Инт.: Что же была за семья – та, с которой вы начали?

Х.: Это была семья одного малого, он воображал, что у него цемент в желудке. Ему было почти сорок, его родителям – за семьдесят. Каждый раз, когда они навещали его в больнице, он с ними гулял по двору, вдруг падал и утверждал, что не может подняться, потому что у него страшная боль в желудке, он боится пошевельнуться. Тогда появлялся санитар из отделения, требовал: "Встань!" Малый подымался и уходил к себе в палату.

Я видел его раза три в неделю, толковал ему про желудок, кажется. В общем, он хотел выписаться, но если выпишется – значит ему придется жить с родителями, а с родителями он не мог – это же опять срыв... Я вызвал родителей, главным образом, чтобы разобраться, что его так пугало, и когда они вошли, малый встал у стены в позе распятого Иисуса. Его родители показались мне приятными людьми, немножко странными, но приятными. Я приглашал их несколько раз и записывал беседу. Слушая их, мы впервые наблюдали "двойную связь" на общем сеансе.

Инт.: Не та ли это знаменитая семья, в которой сын отправил матери в День матери1 открытку, написав: "Ты всегда была мне вроде матери"?

Х.: Да, она самая. Мы высказали эту великую идею про "двойную связь", но до этого случая не могли, как говорится, ткнуть в нее пальцем. Все касавшееся детских лет шизофреника оставалось домысливать, с текущей жизнью – никакой связи. Джон Уикленд и я, мы шутили, что надо написать мюзикл, а главная ария будет называться "В поисках "двойной связи". Но когда мы стали наблюдать за отношениями в этой семье – родителей к сыну, сына к родителям, – мы поняли, что там "двойная связь" сплошь и рядом.
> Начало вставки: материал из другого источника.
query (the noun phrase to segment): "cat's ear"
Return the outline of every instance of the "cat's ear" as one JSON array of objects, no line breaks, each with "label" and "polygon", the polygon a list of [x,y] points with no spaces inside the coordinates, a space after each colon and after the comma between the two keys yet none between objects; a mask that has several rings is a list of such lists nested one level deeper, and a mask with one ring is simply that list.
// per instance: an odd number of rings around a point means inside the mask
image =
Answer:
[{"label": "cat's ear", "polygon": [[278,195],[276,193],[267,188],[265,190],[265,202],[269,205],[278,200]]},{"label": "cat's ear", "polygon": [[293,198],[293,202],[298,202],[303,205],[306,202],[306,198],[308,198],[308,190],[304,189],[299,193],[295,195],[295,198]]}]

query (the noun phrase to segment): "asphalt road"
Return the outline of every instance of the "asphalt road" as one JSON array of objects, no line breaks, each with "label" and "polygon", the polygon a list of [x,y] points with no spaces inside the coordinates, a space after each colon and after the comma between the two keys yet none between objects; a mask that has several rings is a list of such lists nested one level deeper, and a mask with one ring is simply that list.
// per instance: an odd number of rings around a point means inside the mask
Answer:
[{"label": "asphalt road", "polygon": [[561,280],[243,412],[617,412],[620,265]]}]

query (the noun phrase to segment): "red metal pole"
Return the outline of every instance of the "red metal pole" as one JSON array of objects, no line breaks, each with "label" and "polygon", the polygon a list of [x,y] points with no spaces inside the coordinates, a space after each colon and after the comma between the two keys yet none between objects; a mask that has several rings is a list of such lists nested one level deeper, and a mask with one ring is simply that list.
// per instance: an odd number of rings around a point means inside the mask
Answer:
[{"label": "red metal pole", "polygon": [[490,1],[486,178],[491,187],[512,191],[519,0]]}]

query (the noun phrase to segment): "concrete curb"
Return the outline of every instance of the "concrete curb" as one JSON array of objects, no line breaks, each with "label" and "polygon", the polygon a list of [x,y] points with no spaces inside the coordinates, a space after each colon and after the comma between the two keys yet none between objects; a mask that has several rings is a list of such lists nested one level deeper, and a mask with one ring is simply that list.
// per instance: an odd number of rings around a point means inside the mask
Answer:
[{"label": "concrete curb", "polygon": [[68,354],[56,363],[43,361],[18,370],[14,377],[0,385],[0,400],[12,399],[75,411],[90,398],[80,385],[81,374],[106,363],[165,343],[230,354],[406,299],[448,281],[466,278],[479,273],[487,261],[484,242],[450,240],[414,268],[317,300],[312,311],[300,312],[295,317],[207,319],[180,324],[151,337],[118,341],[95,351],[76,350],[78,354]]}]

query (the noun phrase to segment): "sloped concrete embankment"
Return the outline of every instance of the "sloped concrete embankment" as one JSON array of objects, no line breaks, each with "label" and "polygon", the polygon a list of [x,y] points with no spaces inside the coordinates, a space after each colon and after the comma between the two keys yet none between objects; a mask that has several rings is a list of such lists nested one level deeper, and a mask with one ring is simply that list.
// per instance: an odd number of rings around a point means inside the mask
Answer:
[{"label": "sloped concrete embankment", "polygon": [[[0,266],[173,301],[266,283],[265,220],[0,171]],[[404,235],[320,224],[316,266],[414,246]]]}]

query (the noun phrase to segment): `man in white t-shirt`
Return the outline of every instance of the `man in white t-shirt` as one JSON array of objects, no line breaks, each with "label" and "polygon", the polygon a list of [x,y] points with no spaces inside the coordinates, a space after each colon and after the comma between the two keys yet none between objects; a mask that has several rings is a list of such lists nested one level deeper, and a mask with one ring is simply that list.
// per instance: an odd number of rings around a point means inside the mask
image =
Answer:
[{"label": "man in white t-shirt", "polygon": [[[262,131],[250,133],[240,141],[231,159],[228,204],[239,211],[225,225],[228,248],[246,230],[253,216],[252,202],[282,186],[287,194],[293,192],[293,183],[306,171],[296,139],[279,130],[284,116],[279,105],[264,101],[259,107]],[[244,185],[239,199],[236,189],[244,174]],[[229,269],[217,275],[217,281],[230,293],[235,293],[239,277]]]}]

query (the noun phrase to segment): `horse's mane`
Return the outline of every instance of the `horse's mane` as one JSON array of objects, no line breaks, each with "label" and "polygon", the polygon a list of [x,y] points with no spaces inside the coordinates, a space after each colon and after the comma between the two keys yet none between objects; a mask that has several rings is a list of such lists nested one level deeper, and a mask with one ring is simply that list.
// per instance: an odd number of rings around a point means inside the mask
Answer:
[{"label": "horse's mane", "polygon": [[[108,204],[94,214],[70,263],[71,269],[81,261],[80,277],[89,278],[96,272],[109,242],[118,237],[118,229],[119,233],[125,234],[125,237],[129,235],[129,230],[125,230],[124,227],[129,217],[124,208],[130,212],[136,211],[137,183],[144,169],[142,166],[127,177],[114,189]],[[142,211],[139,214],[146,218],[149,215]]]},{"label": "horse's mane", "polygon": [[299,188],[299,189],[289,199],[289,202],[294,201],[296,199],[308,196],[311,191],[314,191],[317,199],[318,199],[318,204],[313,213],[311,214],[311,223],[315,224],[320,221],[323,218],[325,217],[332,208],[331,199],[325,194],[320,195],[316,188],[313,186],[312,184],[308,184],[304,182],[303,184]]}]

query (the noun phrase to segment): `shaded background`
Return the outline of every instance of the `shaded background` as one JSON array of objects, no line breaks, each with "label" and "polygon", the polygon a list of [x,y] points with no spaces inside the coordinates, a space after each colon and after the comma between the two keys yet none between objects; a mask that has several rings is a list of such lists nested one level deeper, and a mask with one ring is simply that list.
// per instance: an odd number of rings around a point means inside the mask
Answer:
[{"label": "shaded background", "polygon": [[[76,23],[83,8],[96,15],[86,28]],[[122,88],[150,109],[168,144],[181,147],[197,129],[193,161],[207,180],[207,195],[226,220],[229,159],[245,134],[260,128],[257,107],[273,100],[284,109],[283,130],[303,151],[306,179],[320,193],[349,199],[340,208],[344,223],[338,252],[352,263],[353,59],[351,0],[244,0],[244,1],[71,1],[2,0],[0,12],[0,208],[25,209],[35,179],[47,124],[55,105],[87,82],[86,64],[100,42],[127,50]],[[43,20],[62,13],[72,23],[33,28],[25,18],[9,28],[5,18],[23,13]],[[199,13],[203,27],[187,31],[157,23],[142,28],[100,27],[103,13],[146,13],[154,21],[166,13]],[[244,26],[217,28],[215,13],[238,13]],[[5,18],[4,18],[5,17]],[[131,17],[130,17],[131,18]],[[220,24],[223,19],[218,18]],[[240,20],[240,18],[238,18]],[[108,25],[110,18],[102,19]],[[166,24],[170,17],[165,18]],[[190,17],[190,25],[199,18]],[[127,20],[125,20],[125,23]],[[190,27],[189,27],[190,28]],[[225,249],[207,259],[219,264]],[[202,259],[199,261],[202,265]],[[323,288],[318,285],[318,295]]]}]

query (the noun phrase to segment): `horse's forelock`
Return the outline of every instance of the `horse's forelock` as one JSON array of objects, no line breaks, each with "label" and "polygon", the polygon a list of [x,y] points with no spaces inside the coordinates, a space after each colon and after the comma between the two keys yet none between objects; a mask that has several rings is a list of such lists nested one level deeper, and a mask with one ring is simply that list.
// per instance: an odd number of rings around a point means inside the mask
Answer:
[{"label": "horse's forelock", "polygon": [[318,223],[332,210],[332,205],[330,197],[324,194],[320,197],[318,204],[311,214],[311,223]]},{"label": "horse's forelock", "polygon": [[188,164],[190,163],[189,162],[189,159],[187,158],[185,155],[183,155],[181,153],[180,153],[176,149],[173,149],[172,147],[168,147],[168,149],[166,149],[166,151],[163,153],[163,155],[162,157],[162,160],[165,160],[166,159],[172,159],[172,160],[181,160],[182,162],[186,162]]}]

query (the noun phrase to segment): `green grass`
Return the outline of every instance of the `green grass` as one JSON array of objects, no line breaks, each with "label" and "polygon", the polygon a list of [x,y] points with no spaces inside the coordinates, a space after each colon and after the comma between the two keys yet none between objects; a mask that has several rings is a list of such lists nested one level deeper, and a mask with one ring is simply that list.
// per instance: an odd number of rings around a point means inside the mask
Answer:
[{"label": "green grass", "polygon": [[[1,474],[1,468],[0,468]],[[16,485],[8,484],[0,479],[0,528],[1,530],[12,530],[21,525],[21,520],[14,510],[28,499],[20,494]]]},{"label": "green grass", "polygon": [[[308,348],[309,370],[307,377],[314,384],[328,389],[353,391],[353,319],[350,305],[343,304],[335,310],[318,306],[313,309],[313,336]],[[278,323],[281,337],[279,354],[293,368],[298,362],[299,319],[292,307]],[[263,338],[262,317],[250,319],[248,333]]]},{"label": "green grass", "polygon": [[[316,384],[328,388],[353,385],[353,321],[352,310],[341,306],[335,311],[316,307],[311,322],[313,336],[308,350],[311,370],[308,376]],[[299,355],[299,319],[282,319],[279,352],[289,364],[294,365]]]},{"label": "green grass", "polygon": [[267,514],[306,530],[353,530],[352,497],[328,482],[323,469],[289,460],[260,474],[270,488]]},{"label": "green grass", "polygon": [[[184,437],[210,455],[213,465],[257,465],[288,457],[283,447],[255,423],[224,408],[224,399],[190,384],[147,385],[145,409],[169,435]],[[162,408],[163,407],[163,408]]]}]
Особенно очевидно это было на гипнотических сеансах.

Инт.: Я слышал, что ваше увлечение гипнозом и интерес к проблемам власти и контроля над людьми порой вели к разногласиям между вами и Бейтсоном.

Х.: Бейтсон был антропологом до мозга костей, а антропологи считают: не следует трогать то, что есть, не следует ничего менять. Задача антрополога – наблюдать и только. Мысль вмешаться, что-то изменить Бейтсон расценивал как личное оскорбление. После того как я познакомился с Эриксоном и стал практиковать в манере настоятельных рекомендаций, чтобы добиться каких-то перемен, Бейтсон все больше и больше терял покой, особенно когда я начинал описывать отношения "терапевт – пациент" как случай борьбы за власть и контроль. По сути, он не возражал против такого факта в терапии – он возражал против подобной терапии в рамках его программы. Кто-то, например Джон Роузен, сказал бы: "Вы должны победить в борьбе с ненормальным пациентом; если он утверждает, что он Бог, вы должны стать Богом и потребовать: "Сейчас же на колени передо мной!" Так вот, Бейтсон не возражал против подобной терапии, но не желал ничего похожего в его программе. Он оказался в смешном положении. Он не принимал гипноз, не принимал психотерапию, вообще недолюбливал психиатрию. И однако его программа неизбежно выходила на психиатрию, гипноз, психотерапию. Конечно, ему было непросто. И даже годы спустя, когда мы уже не работали вместе... по его программе, к нему все еще обращались с вопросом о терапии, подразумевая, что он имеет отношение к моей концепции терапии, где фигурируют понятия "власть" и "подчинение". Тогда он уже переключился на изучение животных – он устал от людей – и его возмущало, что мою затею приписывают ему. Он все больше и больше отходил в сторону.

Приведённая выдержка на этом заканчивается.